L'exceptionnel don graphique de Jackson est mis en valeur par la beauté hallucinante des visions du purgatoire, à mi-chemin entre l'enfance et l'adolescence, normal: c'est un purgatoire adapté pour une fille de quatorze ans. Les images trahissent les paysages toujours aussi beaux et grandioses de la chère Nouvelle-Zélande, dont on sait que Jackson n'aime pas la quitter... Mais le monde de 1973, splendidement rendu, nous renvoie un peu à la réussite plastique de The ice storm, de Ang Lee.
En dépit du sujet, ô combien lourd de ce film, Jackson réussit aussi à y glisser de l'humour, par le biais d'une grand-mère nicotinomane et alcoolique (Susan Sarandon) qui fait un ménage absolument inefficace au son d'un classique des Hollies (Long cool woman in a black dress, histoire de me trouver d'autres arguments de satisfaction); on y verra aussi un barbu qui essaie une caméra dans un magasin... Déja vu quelque part, le barbu en question: il conduit l'un des avions à la fin de King Kong, croise Michael J. Fox dans The frighteners, et il fait partie des armes de Saroumane dans Lord of the rings.
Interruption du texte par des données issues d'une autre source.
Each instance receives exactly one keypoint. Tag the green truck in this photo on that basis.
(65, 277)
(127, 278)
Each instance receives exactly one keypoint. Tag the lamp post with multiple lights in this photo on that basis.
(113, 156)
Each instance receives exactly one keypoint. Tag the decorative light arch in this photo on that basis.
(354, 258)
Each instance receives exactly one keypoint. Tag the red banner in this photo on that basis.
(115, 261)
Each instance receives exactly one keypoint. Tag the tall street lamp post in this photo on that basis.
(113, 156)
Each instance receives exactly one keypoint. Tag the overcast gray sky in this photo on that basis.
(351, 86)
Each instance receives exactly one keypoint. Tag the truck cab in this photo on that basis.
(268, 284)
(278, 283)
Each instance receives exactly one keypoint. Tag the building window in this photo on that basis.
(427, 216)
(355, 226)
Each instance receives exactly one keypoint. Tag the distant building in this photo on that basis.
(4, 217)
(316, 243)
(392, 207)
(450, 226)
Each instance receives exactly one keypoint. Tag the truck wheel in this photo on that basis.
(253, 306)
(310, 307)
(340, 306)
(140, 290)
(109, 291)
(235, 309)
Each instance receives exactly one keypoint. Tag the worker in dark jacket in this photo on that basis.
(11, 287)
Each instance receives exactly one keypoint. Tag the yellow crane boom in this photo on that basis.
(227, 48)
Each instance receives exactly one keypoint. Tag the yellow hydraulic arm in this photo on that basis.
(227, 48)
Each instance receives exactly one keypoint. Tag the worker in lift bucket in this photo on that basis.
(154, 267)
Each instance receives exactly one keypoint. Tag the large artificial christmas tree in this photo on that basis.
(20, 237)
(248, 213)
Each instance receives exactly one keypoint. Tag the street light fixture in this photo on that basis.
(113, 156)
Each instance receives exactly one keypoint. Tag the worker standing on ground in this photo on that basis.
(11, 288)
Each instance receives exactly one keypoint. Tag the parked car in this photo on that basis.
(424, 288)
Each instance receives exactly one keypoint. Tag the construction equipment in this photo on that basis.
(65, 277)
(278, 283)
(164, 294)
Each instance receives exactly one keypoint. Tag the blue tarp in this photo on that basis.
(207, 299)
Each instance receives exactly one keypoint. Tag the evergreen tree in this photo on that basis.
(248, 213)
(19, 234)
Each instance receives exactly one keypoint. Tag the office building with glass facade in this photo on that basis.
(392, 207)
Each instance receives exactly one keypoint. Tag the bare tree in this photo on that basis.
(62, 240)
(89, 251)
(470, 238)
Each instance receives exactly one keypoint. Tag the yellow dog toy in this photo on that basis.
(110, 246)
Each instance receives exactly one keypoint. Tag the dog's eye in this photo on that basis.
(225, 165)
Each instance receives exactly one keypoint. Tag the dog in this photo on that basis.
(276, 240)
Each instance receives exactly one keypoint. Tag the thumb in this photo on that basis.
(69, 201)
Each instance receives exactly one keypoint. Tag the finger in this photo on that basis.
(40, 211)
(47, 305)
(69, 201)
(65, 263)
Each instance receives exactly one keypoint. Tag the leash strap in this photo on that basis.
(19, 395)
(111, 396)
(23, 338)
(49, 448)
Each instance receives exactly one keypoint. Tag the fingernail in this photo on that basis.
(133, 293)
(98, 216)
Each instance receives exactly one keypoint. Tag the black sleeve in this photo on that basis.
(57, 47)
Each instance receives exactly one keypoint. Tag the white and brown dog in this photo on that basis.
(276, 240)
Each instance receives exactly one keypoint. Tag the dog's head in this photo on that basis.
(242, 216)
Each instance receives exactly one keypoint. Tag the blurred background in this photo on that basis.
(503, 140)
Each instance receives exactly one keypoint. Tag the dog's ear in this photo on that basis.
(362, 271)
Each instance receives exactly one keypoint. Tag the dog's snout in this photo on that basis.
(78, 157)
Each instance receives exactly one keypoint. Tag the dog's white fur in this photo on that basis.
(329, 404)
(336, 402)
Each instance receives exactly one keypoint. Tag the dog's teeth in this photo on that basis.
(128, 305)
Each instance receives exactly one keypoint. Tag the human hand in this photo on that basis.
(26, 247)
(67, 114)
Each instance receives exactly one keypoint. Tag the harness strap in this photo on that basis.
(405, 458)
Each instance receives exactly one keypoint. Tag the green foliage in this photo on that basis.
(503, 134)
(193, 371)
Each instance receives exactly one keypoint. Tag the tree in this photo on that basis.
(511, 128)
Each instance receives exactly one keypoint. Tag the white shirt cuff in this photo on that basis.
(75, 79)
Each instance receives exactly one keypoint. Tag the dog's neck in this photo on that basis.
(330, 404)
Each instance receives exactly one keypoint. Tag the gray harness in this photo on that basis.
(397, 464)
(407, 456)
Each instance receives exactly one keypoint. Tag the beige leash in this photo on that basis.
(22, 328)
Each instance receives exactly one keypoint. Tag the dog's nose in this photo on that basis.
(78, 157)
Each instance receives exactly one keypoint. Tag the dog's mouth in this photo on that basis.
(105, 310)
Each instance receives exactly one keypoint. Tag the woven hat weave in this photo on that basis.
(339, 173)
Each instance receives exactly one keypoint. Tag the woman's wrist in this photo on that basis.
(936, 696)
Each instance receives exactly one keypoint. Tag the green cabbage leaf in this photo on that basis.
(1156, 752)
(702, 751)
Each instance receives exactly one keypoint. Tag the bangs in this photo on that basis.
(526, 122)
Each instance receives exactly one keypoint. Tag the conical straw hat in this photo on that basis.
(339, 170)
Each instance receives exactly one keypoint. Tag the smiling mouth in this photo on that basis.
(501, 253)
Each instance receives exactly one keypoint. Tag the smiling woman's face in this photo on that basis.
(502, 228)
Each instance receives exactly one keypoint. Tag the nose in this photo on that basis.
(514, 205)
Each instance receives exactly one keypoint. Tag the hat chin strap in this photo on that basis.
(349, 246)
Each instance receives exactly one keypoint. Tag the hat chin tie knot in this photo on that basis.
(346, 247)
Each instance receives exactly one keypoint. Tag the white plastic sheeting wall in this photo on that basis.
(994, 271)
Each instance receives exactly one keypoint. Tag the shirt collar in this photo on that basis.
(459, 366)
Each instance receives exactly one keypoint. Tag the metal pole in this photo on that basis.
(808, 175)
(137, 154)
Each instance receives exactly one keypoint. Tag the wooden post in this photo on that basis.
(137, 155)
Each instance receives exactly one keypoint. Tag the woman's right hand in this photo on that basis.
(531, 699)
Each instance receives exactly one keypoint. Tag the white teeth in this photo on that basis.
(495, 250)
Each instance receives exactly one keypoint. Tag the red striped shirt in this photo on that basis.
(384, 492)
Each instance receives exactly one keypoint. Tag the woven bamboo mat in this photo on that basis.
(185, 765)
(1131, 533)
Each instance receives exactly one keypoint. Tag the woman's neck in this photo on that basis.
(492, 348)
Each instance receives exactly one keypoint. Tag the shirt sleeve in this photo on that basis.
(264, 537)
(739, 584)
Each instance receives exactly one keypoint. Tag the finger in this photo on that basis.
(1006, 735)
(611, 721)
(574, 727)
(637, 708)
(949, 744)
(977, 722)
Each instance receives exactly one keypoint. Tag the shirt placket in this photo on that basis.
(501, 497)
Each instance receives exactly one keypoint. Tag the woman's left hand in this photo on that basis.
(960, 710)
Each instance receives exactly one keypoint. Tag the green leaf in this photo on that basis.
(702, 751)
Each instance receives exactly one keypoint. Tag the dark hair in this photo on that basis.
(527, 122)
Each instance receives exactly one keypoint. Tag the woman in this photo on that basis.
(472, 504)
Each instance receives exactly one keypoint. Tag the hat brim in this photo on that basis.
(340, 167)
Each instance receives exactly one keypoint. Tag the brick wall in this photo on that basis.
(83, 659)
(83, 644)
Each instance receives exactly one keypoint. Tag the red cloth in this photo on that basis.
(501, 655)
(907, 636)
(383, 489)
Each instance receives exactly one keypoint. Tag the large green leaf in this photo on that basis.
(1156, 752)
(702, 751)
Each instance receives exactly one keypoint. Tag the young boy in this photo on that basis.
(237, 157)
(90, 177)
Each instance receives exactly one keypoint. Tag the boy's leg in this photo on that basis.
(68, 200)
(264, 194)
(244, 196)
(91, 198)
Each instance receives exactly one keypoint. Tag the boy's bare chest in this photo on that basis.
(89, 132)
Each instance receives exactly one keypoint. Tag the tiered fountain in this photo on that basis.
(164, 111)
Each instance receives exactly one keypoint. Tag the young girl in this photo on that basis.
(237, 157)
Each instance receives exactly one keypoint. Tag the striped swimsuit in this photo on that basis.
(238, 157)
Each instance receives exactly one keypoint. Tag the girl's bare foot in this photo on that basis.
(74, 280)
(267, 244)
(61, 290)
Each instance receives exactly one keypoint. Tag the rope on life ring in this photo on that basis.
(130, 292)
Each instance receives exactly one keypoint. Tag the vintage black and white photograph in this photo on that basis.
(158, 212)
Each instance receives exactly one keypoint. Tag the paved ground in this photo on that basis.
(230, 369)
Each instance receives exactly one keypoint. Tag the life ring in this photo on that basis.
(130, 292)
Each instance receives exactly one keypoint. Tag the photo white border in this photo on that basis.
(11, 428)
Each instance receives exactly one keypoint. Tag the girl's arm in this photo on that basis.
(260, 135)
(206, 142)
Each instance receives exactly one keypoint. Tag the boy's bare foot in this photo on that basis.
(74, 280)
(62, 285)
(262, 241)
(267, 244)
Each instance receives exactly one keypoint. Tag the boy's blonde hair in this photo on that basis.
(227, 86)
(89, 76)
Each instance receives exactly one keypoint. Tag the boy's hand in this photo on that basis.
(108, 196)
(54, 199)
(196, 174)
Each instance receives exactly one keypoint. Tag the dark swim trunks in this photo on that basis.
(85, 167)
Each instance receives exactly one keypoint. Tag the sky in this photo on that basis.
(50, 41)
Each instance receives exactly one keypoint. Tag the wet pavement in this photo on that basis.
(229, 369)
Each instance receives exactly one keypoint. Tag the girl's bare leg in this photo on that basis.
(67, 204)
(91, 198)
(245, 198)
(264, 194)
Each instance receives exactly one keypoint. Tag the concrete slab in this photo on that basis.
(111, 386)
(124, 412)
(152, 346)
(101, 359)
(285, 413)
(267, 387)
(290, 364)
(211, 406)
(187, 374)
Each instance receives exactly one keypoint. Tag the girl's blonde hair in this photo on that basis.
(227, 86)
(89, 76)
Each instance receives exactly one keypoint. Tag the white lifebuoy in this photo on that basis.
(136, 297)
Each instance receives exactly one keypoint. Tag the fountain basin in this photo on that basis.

En tout cas, Jackson a bien raison de signer son film de sa présence: avec ses êtres obsessionnels, collectionneurs, dotés de hobbies envahissants (le père comme le meurtrier, d'ailleurs), et de dons paranormaux, on rejoint ici le monde étrange du chasseur de fantômes de Frighteners, du Carl Denham de King Kong, du Colin McKenzie de Forgotten silver, des deux jeunes "heavenly creatures" , du frodo de Lord of the rings, voire de Peter Jackson: des êtres exceptionnels, à part, inadaptés, sur lesquels le destin s'acharne éventuellement, mais qui vont au bout de leur trajectoire. Tant pis pour les conséquences, et tant pis si le film n'est pas suivi par le public.